Do you have access to change logs and incident reports? Large scale enterprises will normally have change management and incident management teams and this may be useful in tracking down when problems started happening.


When did it start going wrong? Talk to people and try and get some history. You may get someone saying, "Yeah, it was after they fixed XYZ in patch 6.43 that we got weird stuff happening".




I've had success with IBM Heap Analyzer. It offers several views of the heap, including largest drop-off in object size, most frequently occurring objects, and objects sorted by size.

我在IBM Heap Analyzer上取得了成功。它提供了堆的多个视图,包括对象大小的最大丢失,最常出现的对象以及按大小排序的对象。



If it's happening after a week's usage, and your application is as byzantine as you describe, perhaps you're better off restarting it every week ?


I know it's not fixing the problem, but it may be a time-effective solution.
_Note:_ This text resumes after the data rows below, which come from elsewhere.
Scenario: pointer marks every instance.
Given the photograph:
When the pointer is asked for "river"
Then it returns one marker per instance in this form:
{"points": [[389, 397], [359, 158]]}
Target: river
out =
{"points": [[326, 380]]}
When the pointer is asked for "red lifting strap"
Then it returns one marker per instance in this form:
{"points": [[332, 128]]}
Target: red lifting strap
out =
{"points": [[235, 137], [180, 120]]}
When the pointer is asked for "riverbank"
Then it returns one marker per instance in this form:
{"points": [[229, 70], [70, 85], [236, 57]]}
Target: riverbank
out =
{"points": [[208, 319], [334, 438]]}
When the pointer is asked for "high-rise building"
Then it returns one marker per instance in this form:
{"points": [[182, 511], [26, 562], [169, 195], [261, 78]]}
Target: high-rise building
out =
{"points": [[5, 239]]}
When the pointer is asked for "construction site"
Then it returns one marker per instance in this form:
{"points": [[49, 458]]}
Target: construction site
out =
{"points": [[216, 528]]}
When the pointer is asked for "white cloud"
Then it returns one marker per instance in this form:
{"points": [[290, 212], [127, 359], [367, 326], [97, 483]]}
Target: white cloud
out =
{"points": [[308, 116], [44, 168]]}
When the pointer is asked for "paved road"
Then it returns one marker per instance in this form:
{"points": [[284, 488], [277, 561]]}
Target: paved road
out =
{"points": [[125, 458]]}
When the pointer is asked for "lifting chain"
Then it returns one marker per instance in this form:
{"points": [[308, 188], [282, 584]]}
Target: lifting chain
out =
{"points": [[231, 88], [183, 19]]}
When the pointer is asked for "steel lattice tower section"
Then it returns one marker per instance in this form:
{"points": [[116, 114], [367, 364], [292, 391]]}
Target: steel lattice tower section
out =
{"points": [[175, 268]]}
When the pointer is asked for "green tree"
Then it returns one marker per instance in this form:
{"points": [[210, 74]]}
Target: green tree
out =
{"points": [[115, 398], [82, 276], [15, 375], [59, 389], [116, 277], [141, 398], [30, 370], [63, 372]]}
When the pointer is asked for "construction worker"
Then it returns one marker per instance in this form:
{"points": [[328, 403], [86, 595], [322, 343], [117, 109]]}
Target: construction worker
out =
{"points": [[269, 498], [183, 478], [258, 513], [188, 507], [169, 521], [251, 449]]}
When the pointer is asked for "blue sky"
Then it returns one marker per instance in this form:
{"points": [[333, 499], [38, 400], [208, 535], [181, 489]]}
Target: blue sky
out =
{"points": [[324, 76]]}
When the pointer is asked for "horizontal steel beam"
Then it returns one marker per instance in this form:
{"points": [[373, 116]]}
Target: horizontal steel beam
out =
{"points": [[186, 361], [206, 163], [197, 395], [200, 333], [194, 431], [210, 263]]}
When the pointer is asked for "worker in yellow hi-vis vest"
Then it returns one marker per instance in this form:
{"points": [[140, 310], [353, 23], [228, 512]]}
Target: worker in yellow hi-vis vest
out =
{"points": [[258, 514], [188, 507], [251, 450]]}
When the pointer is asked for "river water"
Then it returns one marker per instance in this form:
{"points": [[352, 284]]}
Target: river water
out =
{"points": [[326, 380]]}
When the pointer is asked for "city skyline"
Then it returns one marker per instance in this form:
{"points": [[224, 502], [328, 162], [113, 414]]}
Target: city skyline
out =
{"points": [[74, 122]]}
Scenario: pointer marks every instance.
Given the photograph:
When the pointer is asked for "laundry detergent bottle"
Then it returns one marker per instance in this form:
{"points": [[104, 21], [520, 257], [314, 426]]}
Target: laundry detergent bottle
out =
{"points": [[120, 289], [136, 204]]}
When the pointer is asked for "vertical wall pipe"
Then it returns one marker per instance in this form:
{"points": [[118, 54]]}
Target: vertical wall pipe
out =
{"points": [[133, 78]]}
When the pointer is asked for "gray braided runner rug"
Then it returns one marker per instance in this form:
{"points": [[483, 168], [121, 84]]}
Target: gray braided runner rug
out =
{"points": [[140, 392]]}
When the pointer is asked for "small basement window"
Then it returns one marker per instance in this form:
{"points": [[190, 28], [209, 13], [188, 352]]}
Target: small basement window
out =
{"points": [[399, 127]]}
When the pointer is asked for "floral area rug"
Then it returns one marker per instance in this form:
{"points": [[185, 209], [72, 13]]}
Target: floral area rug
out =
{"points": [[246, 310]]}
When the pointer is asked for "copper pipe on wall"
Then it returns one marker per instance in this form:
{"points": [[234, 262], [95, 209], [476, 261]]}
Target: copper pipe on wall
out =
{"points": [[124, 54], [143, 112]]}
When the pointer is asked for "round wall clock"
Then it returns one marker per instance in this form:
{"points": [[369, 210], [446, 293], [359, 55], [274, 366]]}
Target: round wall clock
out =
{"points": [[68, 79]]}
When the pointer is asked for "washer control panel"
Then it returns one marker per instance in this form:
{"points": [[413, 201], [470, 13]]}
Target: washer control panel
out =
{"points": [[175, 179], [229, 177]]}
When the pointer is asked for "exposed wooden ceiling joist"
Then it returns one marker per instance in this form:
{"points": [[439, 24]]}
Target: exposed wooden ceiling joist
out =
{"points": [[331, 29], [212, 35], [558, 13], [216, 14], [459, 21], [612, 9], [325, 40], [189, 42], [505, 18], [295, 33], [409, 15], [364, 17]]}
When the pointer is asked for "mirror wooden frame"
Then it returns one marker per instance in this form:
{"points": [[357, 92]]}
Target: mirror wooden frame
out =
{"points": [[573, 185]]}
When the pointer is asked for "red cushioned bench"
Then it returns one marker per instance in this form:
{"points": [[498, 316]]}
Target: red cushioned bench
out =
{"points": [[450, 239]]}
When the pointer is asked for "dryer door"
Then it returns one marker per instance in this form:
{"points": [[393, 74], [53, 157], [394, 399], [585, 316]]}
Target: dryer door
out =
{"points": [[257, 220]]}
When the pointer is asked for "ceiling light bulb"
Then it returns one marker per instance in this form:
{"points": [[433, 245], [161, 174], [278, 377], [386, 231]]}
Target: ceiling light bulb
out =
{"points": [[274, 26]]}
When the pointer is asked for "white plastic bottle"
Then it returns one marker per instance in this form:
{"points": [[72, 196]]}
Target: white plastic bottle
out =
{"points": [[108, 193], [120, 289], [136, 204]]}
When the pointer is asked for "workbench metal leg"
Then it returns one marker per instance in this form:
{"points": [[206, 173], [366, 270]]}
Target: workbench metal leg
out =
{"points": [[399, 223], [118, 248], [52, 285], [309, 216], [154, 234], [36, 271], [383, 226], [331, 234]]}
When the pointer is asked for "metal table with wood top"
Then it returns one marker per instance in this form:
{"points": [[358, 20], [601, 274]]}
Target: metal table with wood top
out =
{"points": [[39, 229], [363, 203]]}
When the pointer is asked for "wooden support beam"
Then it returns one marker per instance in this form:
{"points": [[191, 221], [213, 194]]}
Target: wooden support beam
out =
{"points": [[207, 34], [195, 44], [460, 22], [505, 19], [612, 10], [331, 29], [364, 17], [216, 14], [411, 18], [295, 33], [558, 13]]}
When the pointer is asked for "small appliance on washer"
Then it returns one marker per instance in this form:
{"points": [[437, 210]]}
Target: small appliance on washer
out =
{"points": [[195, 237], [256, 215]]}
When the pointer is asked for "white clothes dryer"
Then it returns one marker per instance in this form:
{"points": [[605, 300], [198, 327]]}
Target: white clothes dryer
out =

Are there time windows when you can have outages ? Can you load balance and fail over one instance whilst keeping the second up ? Perhaps you can trigger a restart when memory consumption breaches a certain limit (perhaps monitoring via JMX or similar).




I've used jhat, this is a bit harsh, but it depends on the kind of framework you had.